A patch that reinforces the heart after a heart attack seemed to work well in a recent clinical trial involving pigs. How will it work in humans?

A heart attack can leave lasting damage on the heart muscle of a person. Researchers are hoping a new patch can help the heart to mend after such a cardiac event.

Jianyi “Jay” Zhang, MD, PhD, the chairperson of the University of Alabama at Birmingham Biomedical Engineering, created human cardiac muscle patches and tested them in pigs.

“One of the things that happens after a heart attack, where a significant amount of heart muscle is damaged, is that the shape of the left ventricle changes — often leading to dilation to help make up for the loss of function… increasing the stress of the rest of the heart muscle, which long-term negatively affects the efficiency of heart pumping activity,” explained Dr. Elizabeth Klodas, a cardiologist from Minnesota who wasn’t involved in the study.

“Left ventricular dilation can even lead to heart valve leaks (mitral valve specifically) because the supporting structures for the valve get distorted by the change in shape of the left ventricle,” she told Healthline.

The patch helps prevent all that.

Each patch is about 1.5 inches by 0.80 inches in size and is about as thick as a dime.

When Zhang and his team transplanted two patches into the injured pigs’ heart, it significantly improved function in the left ventricle. That’s the major pumping area of the heart.

The patches reduced the size of damaged tissue as well as apoptosis (cell death) in the scar area.

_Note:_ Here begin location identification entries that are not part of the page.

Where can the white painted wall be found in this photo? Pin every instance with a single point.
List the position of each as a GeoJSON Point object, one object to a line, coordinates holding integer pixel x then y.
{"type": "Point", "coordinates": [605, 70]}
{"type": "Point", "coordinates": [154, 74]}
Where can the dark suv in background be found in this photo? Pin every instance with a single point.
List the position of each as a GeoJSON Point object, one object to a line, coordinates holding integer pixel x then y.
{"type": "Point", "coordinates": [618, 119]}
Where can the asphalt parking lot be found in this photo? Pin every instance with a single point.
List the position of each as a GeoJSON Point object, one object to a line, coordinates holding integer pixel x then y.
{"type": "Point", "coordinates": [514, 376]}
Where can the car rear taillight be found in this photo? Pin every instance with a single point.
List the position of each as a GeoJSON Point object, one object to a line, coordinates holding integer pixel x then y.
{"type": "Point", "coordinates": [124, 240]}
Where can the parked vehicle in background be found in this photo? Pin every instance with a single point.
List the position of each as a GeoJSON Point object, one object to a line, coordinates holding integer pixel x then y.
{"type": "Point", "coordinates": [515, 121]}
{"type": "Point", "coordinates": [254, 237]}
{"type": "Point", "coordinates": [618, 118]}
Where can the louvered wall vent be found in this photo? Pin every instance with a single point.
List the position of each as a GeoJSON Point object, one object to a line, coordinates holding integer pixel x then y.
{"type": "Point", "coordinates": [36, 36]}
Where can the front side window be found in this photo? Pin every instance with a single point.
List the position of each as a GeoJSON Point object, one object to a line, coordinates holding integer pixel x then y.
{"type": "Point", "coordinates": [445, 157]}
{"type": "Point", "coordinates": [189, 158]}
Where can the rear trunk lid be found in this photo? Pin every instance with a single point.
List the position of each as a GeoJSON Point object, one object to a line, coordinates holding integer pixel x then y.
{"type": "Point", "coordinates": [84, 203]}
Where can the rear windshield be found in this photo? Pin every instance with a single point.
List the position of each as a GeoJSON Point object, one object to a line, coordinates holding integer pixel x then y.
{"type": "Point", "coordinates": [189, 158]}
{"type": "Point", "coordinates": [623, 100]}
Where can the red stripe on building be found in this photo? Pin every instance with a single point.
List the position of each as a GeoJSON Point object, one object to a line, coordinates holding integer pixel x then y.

The researchers also found that the patches didn’t start heart arrhythmia, which is a serious complication.

Placing the patches requires open-heart surgery.

The patch is made from human-induced pluripotent stem cells, or hiPSCs.

There are three types of cells in the patch: 4 million cardiomyocytes (heart muscle cells), 2 million endothelial cells (they aid in cardiomyocyte survival), and 2 million smooth muscle cells (to line the blood vessels).

The three cell types were grown in a three-dimensional fibrin matrix that was rocked back and forth for a week.

The cells begin to beat synchronously after one day. This produced heart muscle cells that were more mature, compared to other heart muscle patches made from a monolayer of cells.

Essentially, these patch cells are more similar to the body’s original heart muscle tissue.

Trying to get heart patch technology to work is nothing new.

In the past, an injection of cells or a thin film has been attempted with low survival rates.

Zhang’s research showed a high rate of engraftment, with 11 percent of patches adapting well four weeks after transplantation. They also showed improved heart recovery after transplantation.

“The human cardiac muscle patch significantly improved heart function and reduced the heart scar size caused by the heart attack,” Zhang said.

In addition to treating patients, the patches are also useful as human models for new drug testing and heart disease modeling, he said.

The patch improves heart function after heart attack, he added.

Because the biodegradable patch is made from fibrin gel, Zhang said he expects that the cells would survive after the four-week mark and integrate into the body’s myocardium in the long term.

He plans to do more research on the patch, and wants to test if it can be combined with angioplasty or fibrinolysis.

“In the past, we’ve tried to inject muscle cells directly into areas of heart muscle damage, but that did not work,” Klodas said. “This seems to have a lot more potential.”

The patch isn’t necessarily for everybody.

“Not all heart attack sufferers need this,” Klodas said. “Heart attacks that are caught early get blood flow to the heart muscle restored quickly, resulting in minor heart muscle damage, which would not be expected to affect heart function much.”

A leading cause of heart failure is having a prior heart attack with significant muscle damage, so the technique has the potential to have an impact on the care of people who don’t get to the hospital in time to restore blood flow quickly.

Zhang said patients with acute myocardial infarction, chronic myocardial ischemia, or dilated/ischemic cardiomyopathy wouldn’t be good candidates for patch transplantation.